Photo : Radio-Canada

Radio-Canada

L'Office national de l'énergie autorise Enbridge à inverser le sens de l'écoulement du pétrole dans la canalisation 9B, qui relie North Westover, en Ontario, à Montréal, estimant « qu'il est dans l'intérêt public d'approuver le projet ».

Le tribunal de réglementation fédéral a cependant imposé un certain nombre de conditions et exigences que l'entreprise devra satisfaire.

Il lui impose par exemple de s'assurer de l'intégrité du pipeline, notamment en corrigeant toutes les anomalies du tronçon Sarnia-Montréal, comme les fissures ou les parties abimées par la corrosion. Enbridge devra aussi déposer un plan d'urgence en cas de déversement.

L'Office, qui affirme avoir entendu tous les opposants au projet, conclut qu'il sera « sécuritaire et écologique ».

Depuis 1999, la canalisation 9 transporte du pétrole de Montréal jusqu'à Sarnia. Enbridge voulait en inverser le flux pour approvisionner des raffineries de l'Ontario et du Québec avec du pétrole albertain, moins cher que le brut en provenance d'outre-mer. Il s'agit en fait d'un retour au sens de l'écoulement approuvé à l'origine, en 1975.

La pétrolière avait déjà reçu ce feu vert pour la section d'oléoduc 9A reliant Sarnia à North Westover, près de Hamilton.

Hausse du flux journalier

Le tribunal de réglementation fédéral s'est aussi prononcé en faveur de la demande d'Enbridge sur l'accroissement de la capacité sur l'ensemble de la canalisation 9.

Enbridge pourra ainsi, comme souhaité, faire passer de 240 000 à 300 000 le nombre de barils de pétrole brut acheminés par jour vers l'est du pays.

Selon l'Office, c'est cet aspect qui a suscité le plus de d'inquiétudes, mais ajoute que les conditions imposées répondent aux préoccupations de l'ensemble du projet. 

Le tribunal s'est aussi prononcé en faveur des méthodes de tarification proposées par Enbridge.  

La compagnie devra toutefois refaire une demande d'autorisation auprès de l'Office lorsqu'elle voudra mettre en oeuvre l'inversion du pipeline. Enbridge a tenté de se soustraire à cette deuxième demande d'autorisation, ce qui lui a été refusé.  

Écrivez votre code postal dans la carte pour savoir à quelle distance de votre résidence passe l'oléoduc :

Un projet soutenu...

Une commission parlementaire tenue cet automne à l'Assemblée nationale avait recommandé au gouvernement du Québec d'aller de l'avant avec ce projet, mais en fixant 18 conditions.

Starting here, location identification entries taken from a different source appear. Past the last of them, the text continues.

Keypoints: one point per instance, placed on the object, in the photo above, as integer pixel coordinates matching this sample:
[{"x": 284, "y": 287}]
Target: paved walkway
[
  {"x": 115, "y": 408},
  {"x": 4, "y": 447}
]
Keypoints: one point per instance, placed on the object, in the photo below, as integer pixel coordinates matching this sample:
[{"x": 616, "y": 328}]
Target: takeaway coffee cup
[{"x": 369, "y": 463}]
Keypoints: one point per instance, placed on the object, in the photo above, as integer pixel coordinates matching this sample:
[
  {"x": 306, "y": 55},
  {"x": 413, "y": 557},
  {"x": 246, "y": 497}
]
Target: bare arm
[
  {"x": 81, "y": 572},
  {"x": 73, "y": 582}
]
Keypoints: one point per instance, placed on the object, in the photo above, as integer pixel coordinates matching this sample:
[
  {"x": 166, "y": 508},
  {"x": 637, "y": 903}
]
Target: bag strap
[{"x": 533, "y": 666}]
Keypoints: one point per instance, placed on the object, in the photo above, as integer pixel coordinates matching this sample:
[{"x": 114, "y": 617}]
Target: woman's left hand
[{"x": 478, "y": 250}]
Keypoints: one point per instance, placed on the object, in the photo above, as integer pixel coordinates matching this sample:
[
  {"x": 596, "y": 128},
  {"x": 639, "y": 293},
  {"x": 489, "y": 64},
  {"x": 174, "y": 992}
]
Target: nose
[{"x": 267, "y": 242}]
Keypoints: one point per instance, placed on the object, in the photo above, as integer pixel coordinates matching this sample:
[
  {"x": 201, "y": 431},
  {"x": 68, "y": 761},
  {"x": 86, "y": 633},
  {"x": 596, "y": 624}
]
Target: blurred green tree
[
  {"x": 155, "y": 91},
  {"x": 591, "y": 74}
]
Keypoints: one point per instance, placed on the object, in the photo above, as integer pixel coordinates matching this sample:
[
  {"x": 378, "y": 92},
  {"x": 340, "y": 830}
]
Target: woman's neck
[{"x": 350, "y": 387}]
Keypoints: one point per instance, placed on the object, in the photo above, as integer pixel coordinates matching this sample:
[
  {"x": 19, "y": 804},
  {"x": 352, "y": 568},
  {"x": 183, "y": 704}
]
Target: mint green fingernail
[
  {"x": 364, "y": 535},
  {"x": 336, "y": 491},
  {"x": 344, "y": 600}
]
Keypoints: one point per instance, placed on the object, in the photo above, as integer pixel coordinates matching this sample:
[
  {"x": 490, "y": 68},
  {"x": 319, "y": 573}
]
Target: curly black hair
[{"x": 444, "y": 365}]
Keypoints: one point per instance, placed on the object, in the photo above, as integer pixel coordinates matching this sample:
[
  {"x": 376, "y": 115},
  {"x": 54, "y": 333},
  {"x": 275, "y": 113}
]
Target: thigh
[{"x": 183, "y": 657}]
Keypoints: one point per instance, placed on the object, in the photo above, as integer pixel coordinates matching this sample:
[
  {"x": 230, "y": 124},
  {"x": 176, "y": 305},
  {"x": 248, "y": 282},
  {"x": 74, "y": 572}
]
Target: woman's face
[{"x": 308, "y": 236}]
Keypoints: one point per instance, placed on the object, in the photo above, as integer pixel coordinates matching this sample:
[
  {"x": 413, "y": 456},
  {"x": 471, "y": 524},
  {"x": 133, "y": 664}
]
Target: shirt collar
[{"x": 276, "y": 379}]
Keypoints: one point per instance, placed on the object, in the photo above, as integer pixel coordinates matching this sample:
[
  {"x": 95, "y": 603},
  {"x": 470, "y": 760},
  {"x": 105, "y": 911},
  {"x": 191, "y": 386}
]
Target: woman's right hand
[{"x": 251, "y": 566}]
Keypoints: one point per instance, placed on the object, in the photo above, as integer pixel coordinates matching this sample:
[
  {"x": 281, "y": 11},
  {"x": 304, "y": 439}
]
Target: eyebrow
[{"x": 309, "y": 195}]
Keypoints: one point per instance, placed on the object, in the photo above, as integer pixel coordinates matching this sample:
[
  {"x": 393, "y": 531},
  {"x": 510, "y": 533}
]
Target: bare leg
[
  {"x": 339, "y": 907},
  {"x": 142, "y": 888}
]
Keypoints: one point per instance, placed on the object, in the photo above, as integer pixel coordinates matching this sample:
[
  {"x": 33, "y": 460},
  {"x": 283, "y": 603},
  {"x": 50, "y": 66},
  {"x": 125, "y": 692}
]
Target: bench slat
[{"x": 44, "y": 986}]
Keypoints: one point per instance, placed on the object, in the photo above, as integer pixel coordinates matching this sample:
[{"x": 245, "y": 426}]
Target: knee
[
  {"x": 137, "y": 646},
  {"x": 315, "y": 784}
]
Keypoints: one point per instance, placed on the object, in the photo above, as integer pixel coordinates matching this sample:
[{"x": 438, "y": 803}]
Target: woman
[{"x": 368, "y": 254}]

Parmi elles : avoir des garanties quant à l'étanchéité de l'oléoduc, obtenir plus d'information sur la quantité et le type de pétrole transporté, et surtout, s'assurer que la compagnie prévoira des fonds en cas de catastrophe. Enbridge s'était engagée à analyser le rapport de la commission, sans faire de promesses.

L'appui du gouvernement Marois était déjà manifeste. La ministre déléguée à la Politique industrielle, Élaine Zakaïb, avait déjà déclaré lors de la commission parlementaire que l'oléoduc « contribuerait à améliorer l'ensemble de l'activité économique du Québec ». Son collègue au Développement durable et à l'Environnement, Yves-François Blanchet, avait plaidé que le Québec « ne peut pas demain s'imposer le choc économique de renoncer au pétrole ».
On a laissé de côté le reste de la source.